L’oeuvre de Ryoichi Kurokawa, autre figure majeure de l’art numérique, est toute autre : elle nous invite à sonder le monde réel. Dans une petite pièce plongée dans l’obscurité, avec un son entêtant, une ligne d’horizon parcourt les 5 panneaux, dont les écrans diffusent des photographies de paysage tantôt solidaires des autres écrans, tantôt solitaires. La ligne d’horizon est parfois perturbée, se décomposant en noise (procédé de 3D bien connu). Les images disparaissent pour laisser place à un fond noir où seul se distingue la ligne d’horizon décomposée. Puis une fulgurance, une autre image apparaît brutalement, puis une autre, la ligne se calme, s’apaise, la même image reste à l’écran alors que l’écran voisin s’emballe. L’oeuvre immersive, mêlant vidéo, photos et sons, se fait rythme et tension permanente entre le visible et l’invisible, nous proposant d’entrevoir les flux qui agitent notre monde.
Le réel, l’oeuvre de Pascal Haudressy l’interroge bien différemment. Il invite à entrevoir un réel pluriel en pleine mutation, enrichi ou perverti par l’irruption du numérique. On a pourtant l’impression d’être face à une simple sculpture représentant une branche… qui bouge (?!). L’exposition Ricard aurait-elle laissé des traces? En s’approchant, on découvre que les ramifications sont bien en léger mouvement, comme soumises à une brise, car elles sont projetées en vidéo, seule la branche principale est présente physiquement. Si l’on s’approche davantage, on se rend compte que ce que l’on prenait pour une branche est en réalité un neurone en pleine action. Mise en abîme du mécanisme neuronal de l’illusion, dont nous avons été victime? Questionnement sur le devenir et la place du cerveau humain, à l’heure où de puissants ordinateurs parviennent à effectuer des calculs impossibles par les cerveaux humains et où l’utilisation d’internet amenuiserait les capacités de réflexion humaine?

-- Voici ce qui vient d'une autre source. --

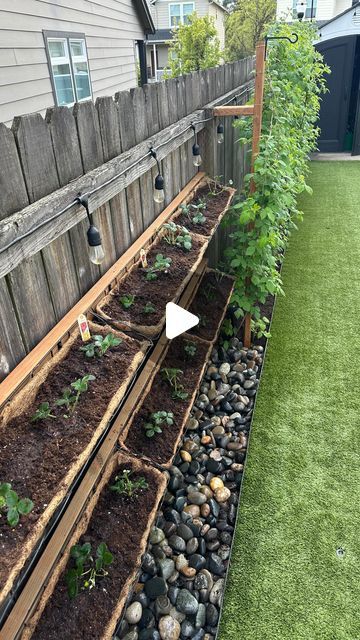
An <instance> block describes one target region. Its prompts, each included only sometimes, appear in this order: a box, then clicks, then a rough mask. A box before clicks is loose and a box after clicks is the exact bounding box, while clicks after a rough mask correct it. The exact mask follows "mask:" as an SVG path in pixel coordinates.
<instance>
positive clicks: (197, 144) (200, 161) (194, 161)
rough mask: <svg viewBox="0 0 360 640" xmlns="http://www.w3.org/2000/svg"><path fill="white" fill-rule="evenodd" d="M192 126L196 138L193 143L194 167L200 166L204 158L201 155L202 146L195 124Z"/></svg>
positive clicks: (193, 155)
mask: <svg viewBox="0 0 360 640" xmlns="http://www.w3.org/2000/svg"><path fill="white" fill-rule="evenodd" d="M191 128H192V130H193V132H194V138H195V142H194V144H193V165H194V167H200V165H201V163H202V159H201V155H200V146H199V145H198V141H197V133H196V129H195V125H194V124H192V125H191Z"/></svg>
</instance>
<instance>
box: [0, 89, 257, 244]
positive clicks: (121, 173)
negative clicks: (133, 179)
mask: <svg viewBox="0 0 360 640" xmlns="http://www.w3.org/2000/svg"><path fill="white" fill-rule="evenodd" d="M253 82H254V81H251V82H250V83H249V84H248V86H247V87H246V88H245V89H243V91H241V92H240V93H238V94H236V95H235V96H233V97H232V98H230V100H228V101H227V102H225V103H224V104H223V105H221V106H226V105H227V104H230V102H233V101H234V100H236V99H237V98H240V97H241V96H242V95H244V94H245V93H247V92H248V91H249V89H250V90H251V88H250V87H251V85H252V84H253ZM213 119H214V116H211V117H209V118H204V119H202V120H194V122H191V123H190V124H189V125H188V126H187V127H185V129H182V130H181V131H180V132H179V133H177V134H175V135H173V136H171V137H170V138H168V139H167V140H165V142H162V143H161V144H159V145H157V146H156V147H152V150H153V151H155V152H156V151H158V150H159V149H161V148H162V147H165V146H166V145H167V144H169V142H172V140H176V138H179V137H180V136H182V135H183V134H184V133H185V132H186V131H188V130H189V129H193V128H194V126H196V125H197V124H203V123H205V122H209V121H210V120H213ZM149 156H152V157H153V154H152V152H151V150H150V149H149V151H148V152H147V153H145V154H144V155H143V156H142V157H141V158H138V160H136V161H135V162H133V163H132V164H131V165H129V166H128V167H126V168H125V169H123V170H122V171H120V172H119V173H116V174H115V175H114V176H111V178H109V179H108V180H106V181H105V182H103V183H101V184H99V185H98V186H97V187H94V188H93V189H91V190H90V191H87V192H86V193H82V194H81V196H82V197H83V198H84V197H88V198H89V197H90V196H92V195H94V193H97V192H98V191H100V190H101V189H104V188H105V187H107V186H109V185H110V184H112V183H113V182H115V180H117V179H118V178H120V177H121V176H123V175H124V174H125V173H128V172H129V171H131V169H134V168H135V167H137V166H138V165H139V164H141V163H142V162H143V161H144V160H146V159H147V158H148V157H149ZM76 204H79V196H77V197H76V198H74V199H73V200H72V201H71V202H69V204H67V205H66V206H65V207H63V208H62V209H60V210H59V211H57V212H56V213H54V215H52V216H50V218H47V219H46V220H43V221H42V222H41V223H39V224H38V225H36V226H35V227H32V228H31V229H29V230H28V231H26V232H25V233H22V234H21V235H20V236H16V237H15V238H14V239H13V240H11V241H10V242H8V244H6V245H5V246H3V247H0V254H2V253H4V252H5V251H7V250H8V249H11V247H13V246H14V245H15V244H17V243H18V242H21V240H25V239H26V238H28V237H29V236H31V235H32V234H33V233H35V231H38V230H39V229H42V227H45V226H46V225H47V224H49V223H50V222H53V221H54V220H56V219H57V218H59V217H60V216H62V215H63V214H64V213H66V212H67V211H69V210H70V209H71V208H72V207H73V206H74V205H76Z"/></svg>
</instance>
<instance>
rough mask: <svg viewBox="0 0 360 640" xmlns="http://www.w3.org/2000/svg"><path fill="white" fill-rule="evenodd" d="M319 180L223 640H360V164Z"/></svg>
mask: <svg viewBox="0 0 360 640" xmlns="http://www.w3.org/2000/svg"><path fill="white" fill-rule="evenodd" d="M311 171H312V174H311V178H310V181H309V182H310V184H311V186H312V188H313V189H314V195H313V196H309V195H304V196H303V197H302V198H301V202H300V207H301V208H302V209H303V211H304V214H305V215H304V222H303V223H302V224H300V226H299V231H298V232H295V233H294V234H293V236H292V238H291V242H290V247H289V249H288V252H287V255H286V259H285V263H284V268H283V279H284V289H285V293H286V297H281V298H279V299H278V301H277V304H276V310H275V314H274V320H273V325H272V330H271V333H272V338H271V340H270V342H269V346H268V351H267V356H266V361H265V367H264V371H263V375H262V380H261V384H260V391H259V394H258V398H257V405H256V410H255V415H254V420H253V426H252V434H251V441H250V447H249V453H248V459H247V464H246V470H245V478H244V484H243V490H242V496H241V507H240V513H239V519H238V524H237V529H236V532H235V541H234V548H233V556H232V561H231V569H230V574H229V580H228V583H227V589H226V592H225V598H224V609H223V614H222V620H221V626H220V633H219V640H360V335H359V333H360V162H313V163H312V164H311ZM339 547H343V548H344V549H345V551H346V553H345V556H344V557H343V558H342V559H340V558H339V557H338V556H337V554H336V549H337V548H339Z"/></svg>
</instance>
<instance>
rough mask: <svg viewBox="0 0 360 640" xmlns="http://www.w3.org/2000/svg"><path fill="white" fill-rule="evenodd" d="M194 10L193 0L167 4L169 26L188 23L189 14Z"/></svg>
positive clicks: (172, 26) (191, 13) (173, 26)
mask: <svg viewBox="0 0 360 640" xmlns="http://www.w3.org/2000/svg"><path fill="white" fill-rule="evenodd" d="M194 11H195V4H194V3H193V2H179V3H177V4H170V5H169V14H170V27H177V26H178V25H179V24H188V22H189V16H191V14H192V13H194Z"/></svg>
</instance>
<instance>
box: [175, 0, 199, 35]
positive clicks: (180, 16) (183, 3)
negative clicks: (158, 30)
mask: <svg viewBox="0 0 360 640" xmlns="http://www.w3.org/2000/svg"><path fill="white" fill-rule="evenodd" d="M184 4H192V6H193V10H192V12H191V13H194V11H195V2H193V1H192V0H190V2H169V27H170V29H176V28H177V27H178V25H172V24H171V9H170V8H171V7H174V6H178V5H179V7H180V23H179V24H184V10H183V6H184ZM190 15H191V14H190Z"/></svg>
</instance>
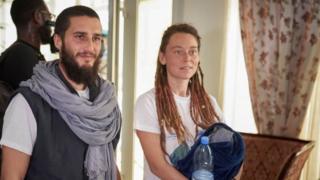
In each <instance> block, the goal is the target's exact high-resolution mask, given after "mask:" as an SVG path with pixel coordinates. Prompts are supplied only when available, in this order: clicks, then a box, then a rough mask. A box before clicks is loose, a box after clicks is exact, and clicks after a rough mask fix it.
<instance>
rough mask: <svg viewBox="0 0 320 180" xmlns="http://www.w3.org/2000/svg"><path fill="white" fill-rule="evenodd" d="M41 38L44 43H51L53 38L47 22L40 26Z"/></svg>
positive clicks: (40, 37) (41, 41)
mask: <svg viewBox="0 0 320 180" xmlns="http://www.w3.org/2000/svg"><path fill="white" fill-rule="evenodd" d="M38 31H39V35H40V40H41V43H42V44H49V43H50V40H51V29H50V27H49V26H46V25H45V24H44V25H42V26H40V27H39V29H38Z"/></svg>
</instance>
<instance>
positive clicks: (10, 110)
mask: <svg viewBox="0 0 320 180" xmlns="http://www.w3.org/2000/svg"><path fill="white" fill-rule="evenodd" d="M77 92H78V94H79V96H80V97H82V98H85V99H89V89H88V88H86V89H84V90H83V91H77ZM36 138H37V122H36V120H35V117H34V115H33V112H32V110H31V107H30V106H29V104H28V102H27V100H26V99H25V98H24V97H23V95H22V94H20V93H19V94H17V95H16V96H15V97H14V98H13V99H12V101H11V102H10V104H9V106H8V108H7V110H6V112H5V115H4V118H3V128H2V137H1V141H0V144H1V146H2V145H4V146H7V147H10V148H12V149H16V150H18V151H21V152H23V153H25V154H28V155H31V154H32V150H33V146H34V144H35V141H36Z"/></svg>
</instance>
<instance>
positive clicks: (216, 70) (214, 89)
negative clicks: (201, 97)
mask: <svg viewBox="0 0 320 180" xmlns="http://www.w3.org/2000/svg"><path fill="white" fill-rule="evenodd" d="M226 14H227V1H225V0H174V1H173V15H172V16H173V17H172V21H173V23H181V22H186V23H190V24H192V25H194V26H195V27H196V28H197V29H198V31H199V34H200V36H201V38H202V40H201V50H200V63H201V67H202V70H203V72H204V84H205V87H206V89H207V91H208V92H209V93H210V94H212V95H214V96H216V97H217V96H218V95H219V88H220V87H219V84H220V69H221V59H222V58H221V56H222V50H223V49H222V47H223V43H224V36H225V26H226V25H225V23H226ZM219 99H220V98H218V100H219ZM220 103H221V102H220Z"/></svg>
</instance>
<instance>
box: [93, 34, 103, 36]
mask: <svg viewBox="0 0 320 180" xmlns="http://www.w3.org/2000/svg"><path fill="white" fill-rule="evenodd" d="M93 35H94V36H101V37H103V35H102V33H94V34H93Z"/></svg>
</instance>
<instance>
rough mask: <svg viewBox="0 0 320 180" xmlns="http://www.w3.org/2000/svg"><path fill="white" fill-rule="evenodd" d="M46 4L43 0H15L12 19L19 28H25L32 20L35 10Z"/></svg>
mask: <svg viewBox="0 0 320 180" xmlns="http://www.w3.org/2000/svg"><path fill="white" fill-rule="evenodd" d="M45 6H46V5H45V3H44V1H43V0H14V1H13V2H12V5H11V9H10V14H11V18H12V21H13V23H14V24H15V25H16V27H17V28H23V27H25V26H26V25H27V24H28V22H30V20H31V19H32V16H33V15H34V12H35V10H37V9H38V8H42V7H43V8H45Z"/></svg>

Interroger le virtuel et les technologies numériques, c’est également ce que fait Angela Bulloch avec ses pixels pervertis. Dans ces cubes, au moyen de 3 néons de couleur rouge, vert et bleu (les couleurs primaires en numérique), sont produits près de 16, 7 millions de nuances de couleurs, soit bien plus que l’oeil humain ne puisse distinguer. Cette réalité augmentée, virtuelle et autogénérée ici, restera donc toujours infiniment limitée par notre nature humaine.